主人公は高校生の吉川(きっかわ)。たまたま夜の公園で女がやくざ者にいたぶられているところを目撃してしまう。そして見ているところを見つかって彼もまたそのやくざ者に殴られて前歯を折られた。──あいつこんど会ったら殺してやる。吉川少年はそう思う。
その彼が拳銃を拾う。警官を殴り倒して拳銃を奪った男が怖くなって捨てた実弾入りである。
奪われた警官は清水。彼はこの事件を機に警官を辞める。

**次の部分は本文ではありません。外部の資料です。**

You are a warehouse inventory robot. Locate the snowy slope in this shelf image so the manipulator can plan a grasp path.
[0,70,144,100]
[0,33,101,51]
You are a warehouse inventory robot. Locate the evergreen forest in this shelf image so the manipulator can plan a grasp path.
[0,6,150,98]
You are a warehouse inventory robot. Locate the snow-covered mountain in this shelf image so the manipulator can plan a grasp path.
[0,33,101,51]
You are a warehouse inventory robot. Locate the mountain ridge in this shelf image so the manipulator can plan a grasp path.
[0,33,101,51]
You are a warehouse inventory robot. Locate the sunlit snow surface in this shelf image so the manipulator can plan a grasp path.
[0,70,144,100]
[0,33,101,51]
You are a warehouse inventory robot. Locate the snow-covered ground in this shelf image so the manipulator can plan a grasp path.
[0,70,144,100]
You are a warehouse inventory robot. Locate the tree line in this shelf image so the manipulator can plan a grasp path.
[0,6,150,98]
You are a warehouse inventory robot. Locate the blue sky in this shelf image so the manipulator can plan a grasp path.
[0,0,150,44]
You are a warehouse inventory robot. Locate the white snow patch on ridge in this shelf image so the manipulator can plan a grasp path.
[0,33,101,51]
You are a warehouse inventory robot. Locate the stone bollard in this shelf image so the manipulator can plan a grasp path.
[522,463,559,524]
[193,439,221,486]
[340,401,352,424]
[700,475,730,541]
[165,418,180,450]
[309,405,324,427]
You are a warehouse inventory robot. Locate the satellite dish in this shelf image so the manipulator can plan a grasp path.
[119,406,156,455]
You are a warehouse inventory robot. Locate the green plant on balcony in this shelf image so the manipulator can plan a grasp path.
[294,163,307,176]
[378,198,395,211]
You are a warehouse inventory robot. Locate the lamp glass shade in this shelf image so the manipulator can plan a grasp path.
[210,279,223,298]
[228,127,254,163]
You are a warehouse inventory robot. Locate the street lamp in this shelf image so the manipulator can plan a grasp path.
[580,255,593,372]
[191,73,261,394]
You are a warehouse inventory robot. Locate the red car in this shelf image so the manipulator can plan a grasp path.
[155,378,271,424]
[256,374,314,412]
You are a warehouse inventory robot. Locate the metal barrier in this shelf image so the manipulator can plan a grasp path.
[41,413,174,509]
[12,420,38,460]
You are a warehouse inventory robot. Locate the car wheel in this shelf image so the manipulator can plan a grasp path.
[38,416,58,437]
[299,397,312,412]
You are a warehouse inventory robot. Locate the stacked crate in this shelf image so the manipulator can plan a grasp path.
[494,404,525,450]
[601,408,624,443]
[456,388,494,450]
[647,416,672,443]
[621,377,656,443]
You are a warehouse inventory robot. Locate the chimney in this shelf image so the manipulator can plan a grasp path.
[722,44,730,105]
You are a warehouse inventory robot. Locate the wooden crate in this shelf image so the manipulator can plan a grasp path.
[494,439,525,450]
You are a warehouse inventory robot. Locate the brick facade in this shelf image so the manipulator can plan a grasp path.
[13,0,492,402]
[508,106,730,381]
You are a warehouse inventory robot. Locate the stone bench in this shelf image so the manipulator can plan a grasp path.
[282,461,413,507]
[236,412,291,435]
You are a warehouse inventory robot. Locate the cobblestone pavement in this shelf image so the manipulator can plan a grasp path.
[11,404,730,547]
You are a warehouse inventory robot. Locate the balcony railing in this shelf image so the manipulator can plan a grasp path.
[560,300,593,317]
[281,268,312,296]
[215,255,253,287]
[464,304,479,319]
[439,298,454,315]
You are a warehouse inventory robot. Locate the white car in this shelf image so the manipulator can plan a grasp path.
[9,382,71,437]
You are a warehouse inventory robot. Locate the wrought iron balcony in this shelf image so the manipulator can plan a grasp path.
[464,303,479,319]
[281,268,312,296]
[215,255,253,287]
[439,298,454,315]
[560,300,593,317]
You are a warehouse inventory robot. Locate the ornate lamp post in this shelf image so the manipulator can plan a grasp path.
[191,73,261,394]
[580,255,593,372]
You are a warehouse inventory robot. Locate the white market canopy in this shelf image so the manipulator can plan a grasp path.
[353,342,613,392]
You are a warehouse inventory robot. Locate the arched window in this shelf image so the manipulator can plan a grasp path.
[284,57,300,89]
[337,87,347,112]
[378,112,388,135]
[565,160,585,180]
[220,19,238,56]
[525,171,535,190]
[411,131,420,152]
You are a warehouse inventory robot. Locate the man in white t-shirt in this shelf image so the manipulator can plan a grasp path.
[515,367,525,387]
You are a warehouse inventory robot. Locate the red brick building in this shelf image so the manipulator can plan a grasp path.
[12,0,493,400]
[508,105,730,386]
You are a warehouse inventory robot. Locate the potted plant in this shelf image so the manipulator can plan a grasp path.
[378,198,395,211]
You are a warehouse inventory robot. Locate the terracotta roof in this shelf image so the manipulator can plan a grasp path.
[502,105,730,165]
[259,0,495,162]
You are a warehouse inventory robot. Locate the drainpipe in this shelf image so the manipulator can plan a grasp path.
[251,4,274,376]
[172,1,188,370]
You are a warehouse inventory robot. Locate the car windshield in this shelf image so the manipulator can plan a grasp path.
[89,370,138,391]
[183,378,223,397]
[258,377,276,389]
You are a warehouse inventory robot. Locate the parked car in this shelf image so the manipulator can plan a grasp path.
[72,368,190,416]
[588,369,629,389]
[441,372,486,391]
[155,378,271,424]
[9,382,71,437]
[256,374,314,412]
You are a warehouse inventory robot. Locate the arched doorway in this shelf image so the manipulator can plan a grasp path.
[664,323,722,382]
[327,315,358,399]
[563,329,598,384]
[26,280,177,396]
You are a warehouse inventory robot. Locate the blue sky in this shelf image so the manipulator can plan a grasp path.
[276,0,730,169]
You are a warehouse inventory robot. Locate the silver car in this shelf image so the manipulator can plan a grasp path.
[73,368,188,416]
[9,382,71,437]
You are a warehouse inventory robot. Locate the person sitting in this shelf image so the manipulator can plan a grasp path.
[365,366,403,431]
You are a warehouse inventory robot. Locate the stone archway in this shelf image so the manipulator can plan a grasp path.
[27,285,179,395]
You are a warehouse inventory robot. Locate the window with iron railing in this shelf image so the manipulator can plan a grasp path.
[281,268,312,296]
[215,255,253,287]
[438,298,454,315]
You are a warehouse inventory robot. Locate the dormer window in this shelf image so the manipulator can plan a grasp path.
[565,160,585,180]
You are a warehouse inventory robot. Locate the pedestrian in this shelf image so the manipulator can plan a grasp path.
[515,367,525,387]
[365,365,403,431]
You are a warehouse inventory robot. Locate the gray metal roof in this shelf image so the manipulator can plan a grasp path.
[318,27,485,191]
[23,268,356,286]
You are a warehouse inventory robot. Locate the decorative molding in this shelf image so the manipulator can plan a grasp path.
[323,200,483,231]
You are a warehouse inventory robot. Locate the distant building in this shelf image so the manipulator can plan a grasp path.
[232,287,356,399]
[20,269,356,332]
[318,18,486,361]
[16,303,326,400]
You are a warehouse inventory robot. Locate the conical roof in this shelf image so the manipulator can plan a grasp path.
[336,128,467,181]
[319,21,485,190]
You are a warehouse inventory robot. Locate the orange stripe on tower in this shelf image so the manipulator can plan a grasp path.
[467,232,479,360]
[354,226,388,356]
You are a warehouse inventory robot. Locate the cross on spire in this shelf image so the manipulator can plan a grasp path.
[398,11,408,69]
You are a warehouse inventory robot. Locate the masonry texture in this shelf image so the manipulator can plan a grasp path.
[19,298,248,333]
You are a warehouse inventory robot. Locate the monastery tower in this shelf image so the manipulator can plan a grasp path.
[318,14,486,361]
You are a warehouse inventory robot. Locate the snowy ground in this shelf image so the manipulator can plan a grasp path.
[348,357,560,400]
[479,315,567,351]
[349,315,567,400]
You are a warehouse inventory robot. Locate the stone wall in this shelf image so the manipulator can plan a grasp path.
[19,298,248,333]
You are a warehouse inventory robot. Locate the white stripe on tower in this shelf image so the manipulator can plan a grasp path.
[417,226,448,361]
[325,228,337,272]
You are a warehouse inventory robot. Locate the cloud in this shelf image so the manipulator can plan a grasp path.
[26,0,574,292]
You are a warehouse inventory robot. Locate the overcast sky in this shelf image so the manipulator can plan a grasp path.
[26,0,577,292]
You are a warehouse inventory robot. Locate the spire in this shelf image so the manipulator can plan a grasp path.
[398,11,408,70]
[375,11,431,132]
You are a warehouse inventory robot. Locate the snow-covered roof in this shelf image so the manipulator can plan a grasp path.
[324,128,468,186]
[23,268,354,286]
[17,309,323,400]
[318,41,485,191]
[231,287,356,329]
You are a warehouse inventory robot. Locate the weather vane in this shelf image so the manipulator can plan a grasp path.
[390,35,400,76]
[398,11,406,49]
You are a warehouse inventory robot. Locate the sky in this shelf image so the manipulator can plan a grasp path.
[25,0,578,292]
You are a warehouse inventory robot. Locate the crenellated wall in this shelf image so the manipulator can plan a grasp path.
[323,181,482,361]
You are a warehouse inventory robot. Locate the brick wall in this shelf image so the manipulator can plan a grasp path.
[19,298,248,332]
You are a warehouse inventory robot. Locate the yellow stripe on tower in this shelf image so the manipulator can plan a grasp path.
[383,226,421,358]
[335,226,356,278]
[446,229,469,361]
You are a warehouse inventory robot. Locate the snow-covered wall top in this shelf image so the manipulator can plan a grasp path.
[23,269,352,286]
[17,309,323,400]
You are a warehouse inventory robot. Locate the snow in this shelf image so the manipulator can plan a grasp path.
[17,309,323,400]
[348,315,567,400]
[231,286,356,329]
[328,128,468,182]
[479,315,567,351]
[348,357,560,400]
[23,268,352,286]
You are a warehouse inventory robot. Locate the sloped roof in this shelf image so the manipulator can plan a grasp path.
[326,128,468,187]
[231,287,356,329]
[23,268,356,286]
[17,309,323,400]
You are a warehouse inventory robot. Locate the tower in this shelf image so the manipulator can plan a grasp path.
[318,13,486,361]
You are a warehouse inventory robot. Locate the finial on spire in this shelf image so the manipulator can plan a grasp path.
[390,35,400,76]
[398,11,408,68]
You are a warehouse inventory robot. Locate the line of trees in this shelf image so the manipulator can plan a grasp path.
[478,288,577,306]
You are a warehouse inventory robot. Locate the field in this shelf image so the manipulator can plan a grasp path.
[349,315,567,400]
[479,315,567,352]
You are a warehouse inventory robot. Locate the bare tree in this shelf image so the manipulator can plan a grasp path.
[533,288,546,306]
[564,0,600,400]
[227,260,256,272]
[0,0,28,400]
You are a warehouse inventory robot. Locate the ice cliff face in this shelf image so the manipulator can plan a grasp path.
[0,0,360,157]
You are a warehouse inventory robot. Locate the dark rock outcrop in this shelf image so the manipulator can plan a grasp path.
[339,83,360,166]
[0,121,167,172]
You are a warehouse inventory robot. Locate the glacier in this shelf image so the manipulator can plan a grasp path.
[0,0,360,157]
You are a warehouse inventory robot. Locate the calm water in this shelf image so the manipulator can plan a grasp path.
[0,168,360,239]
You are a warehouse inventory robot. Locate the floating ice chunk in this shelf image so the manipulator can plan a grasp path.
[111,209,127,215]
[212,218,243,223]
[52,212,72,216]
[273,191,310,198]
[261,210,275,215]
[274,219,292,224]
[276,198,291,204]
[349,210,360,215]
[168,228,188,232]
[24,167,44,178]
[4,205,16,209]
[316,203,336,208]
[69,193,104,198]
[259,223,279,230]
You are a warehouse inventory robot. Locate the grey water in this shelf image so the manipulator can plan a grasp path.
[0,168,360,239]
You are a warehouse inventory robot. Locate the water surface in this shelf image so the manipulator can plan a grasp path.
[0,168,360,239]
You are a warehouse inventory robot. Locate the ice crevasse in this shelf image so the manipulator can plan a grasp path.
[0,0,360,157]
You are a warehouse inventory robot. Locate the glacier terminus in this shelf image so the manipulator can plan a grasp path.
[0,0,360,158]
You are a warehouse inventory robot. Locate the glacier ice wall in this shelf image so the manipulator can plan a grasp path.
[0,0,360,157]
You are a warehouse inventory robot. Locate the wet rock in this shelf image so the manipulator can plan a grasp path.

ところがひょんなことから拳銃を手に入れた吉川少年がやくざ者を追って北海道に飛んだことを知り、彼もまた北海道に。そして吉川のガールフレンドである佐伯直子も同行する。
よくまあこんな単純なモチーフで小説を書き始めるなあと思う。けりのつけようにあまりバリエーションがなく、話の展開が見えてしまう。
少年はやくざ者に多分追いつくだろう。その時彼は拳銃をぶっ放すのかぶっ放さないのか。それだけが焦点だ。そして清水と佐伯はどの時点で彼らに追いつくのか?
そのわずかなサスペンス(未決の事態)でもって徹底的に読者を引っ張る。やはり佐藤正午という人は非常に筆の立つ作家だと思う。
台詞に息吹きがあり人物造形がくっきりしている。だから、このシンプルな設定が活きてくるのである。ロード・ムービー風の展開の裏側には場所と時間を巧みに動かす佐藤の筆致が隠れている。
そして何よりも特筆すべき点は、上述したメイン・ストーリーとは全く関係のない事情で、たまたま同じ時期に同じように西海市から北海道へと渡ったギャンブラー2人組(蜂谷と永井新)を微妙に絡ませたところである。これがなんとも言えない味になっている。
大した話ではないが興味を殺がれることもなく一気に読めて、暇つぶしにはもってこいの小説だった。そして暇つぶしと言ってしまうには些か気が引けるほど巧い小説である。